Thanking the Great Ones: White River Junction VA Honors WWII Veterans
George Courville, Navy Quarter Master 1st Class, Ret., shakes the hand of Danielle Ocker, the associate director of the Veterans Affairs Medical Center in White River Junction, after being presented with a hand-made quilt at the Courage of Valor event at the VA Medical Center in White River Junction on September 8, 2013. The VA center presented certificates and hand-made quilts to a group of WWII veterans to honor and thank them for their service. Valley News - Elijah Nouvelage Purchase photo reprints »
Pete Toner, a retired Army veteran and member of New Hampshire Rolling Thunder Chapter 2, holds an American flag while welcoming vets at the Courage of Valor event at the VA Medical Center in White River Junction on September 8, 2013. The VA center presented Courage of Valor certificates and hand-made quilts to a group of WWII veterans to honor and thank them for their service. Valley News - Elijah Nouvelage Purchase photo reprints »
White River Junction — The color guard began the ceremony with more than 40 men and women lining a room at the White River Junction VA, most wearing leather vests and all holding large American flags.
It was a fitting display of patriotism for the occasion: a “Courage of Valor” ceremony held to honor World War II veterans who live in the Twin States. Two dozen veterans were honored Sunday, and all received quilts courtesy of the Quilts of Valor Foundation. Deborah Amdur, the director of the medical center, said it was the first time the White River Junction hospital has had such a formal ceremony for veterans of the seven-decade-old war.
“The heroes among us today have lived such rich lives and contributed so much to the American landscape that we call home,” Amdur said, shortly before inviting Squad Leader Kenneth Barrett to the front of the room to receive a quilt, flowers and a certificate.
Barrett received his accolades, shook hands down a row of hospital administrators and staff and waved toward members of the color guard before returning to his seat.
“Thank you boys,” he said.
Including the color guard, which was made up of members of the Patriot Guard Riders, Combat Vets of America and Rolling Thunder, approximately 150 people filled out much of the seminar room at the hospital. In front of the podium, the quilts sat ready. Early in the ceremony, the Rev. Susan Gregory-Davis took to the lectern.

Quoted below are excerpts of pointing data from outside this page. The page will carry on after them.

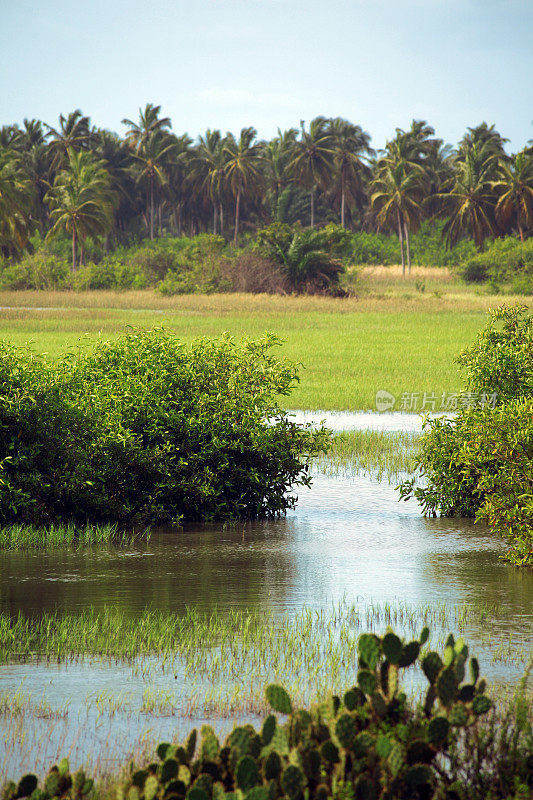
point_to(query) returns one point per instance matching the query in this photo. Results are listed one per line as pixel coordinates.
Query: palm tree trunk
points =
(400, 237)
(237, 211)
(74, 248)
(151, 208)
(407, 247)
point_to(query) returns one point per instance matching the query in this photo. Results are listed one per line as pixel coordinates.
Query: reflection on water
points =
(391, 422)
(349, 538)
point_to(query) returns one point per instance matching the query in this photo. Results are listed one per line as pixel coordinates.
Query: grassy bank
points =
(393, 336)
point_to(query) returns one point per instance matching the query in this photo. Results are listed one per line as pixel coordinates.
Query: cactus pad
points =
(247, 773)
(330, 752)
(447, 686)
(481, 704)
(396, 758)
(366, 681)
(420, 752)
(432, 665)
(409, 654)
(272, 766)
(268, 729)
(345, 730)
(169, 770)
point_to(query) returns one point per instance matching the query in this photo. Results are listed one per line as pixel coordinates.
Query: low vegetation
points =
(148, 429)
(372, 743)
(481, 462)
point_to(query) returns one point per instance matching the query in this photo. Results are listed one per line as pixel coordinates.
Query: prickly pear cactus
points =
(370, 745)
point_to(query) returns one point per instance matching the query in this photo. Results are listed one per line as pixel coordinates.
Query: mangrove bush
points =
(147, 428)
(480, 463)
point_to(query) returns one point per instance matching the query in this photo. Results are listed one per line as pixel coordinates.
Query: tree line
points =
(83, 181)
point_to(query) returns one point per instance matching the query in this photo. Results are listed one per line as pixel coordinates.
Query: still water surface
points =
(349, 540)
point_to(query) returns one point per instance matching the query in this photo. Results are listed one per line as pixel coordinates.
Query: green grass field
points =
(391, 337)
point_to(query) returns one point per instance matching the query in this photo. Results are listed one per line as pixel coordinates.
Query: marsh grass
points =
(237, 642)
(26, 537)
(377, 453)
(399, 334)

“Their courage, their valor and their strength of spirit have triumphed through these many years,”she said of the veterans.
When the honorees from the so-called “greatest generation” were individually accepting their quilts, Pfc. James Carr, of Bellows Falls, Vt., was called. He approached the podium, meeting Amdur first.
“You must be one of the people who joined when they were 14,” she said, eliciting laughter from the crowd.
Carr is spry — walking two to three miles a day — and looks young for the WWII demographic but he is actually 87 years old.
“To me, it’s an honor,” Carr said after the ceremony. “We’re getting to be —”
“a dying breed,” Gloria Carr, his wife, chimed in.
“A dying breed,” he echoed, before modifying it to “rare persons.”
Gloria Carr knows WWII intimately as well, as all four of her brothers were enlisted during its years, and two of them were in active duty.
“I think it’s a great honor,” she said of the event.
Besides individual honors, the ceremony also provided a sense of community among the veterans. Near its end, Petty Officer 1st Class Ralph Dodge was called to the front. As he headed back to his seat, he saw Barrett. The two were not in the same outfit overseas but they did know each other decades ago.
“Hello, Ralph,” Barrett said. “How are you?”
Amdur and others up front expressed surprise that the two actually knew each other so long ago.
“It’s been a great many years,” Dodge said.
Jon Wolper can be reached at email@example.com or 603-727-3242.
A photo caption associated with this article has been amended to correct an earlier error. Danielle Ocker, the associate director of the Veterans Affairs Medical Center in White River Junction, was shown shaking the hand of a Navy veteran in a ceremony honoring a group of World War II veterans. The caption named the wrong person.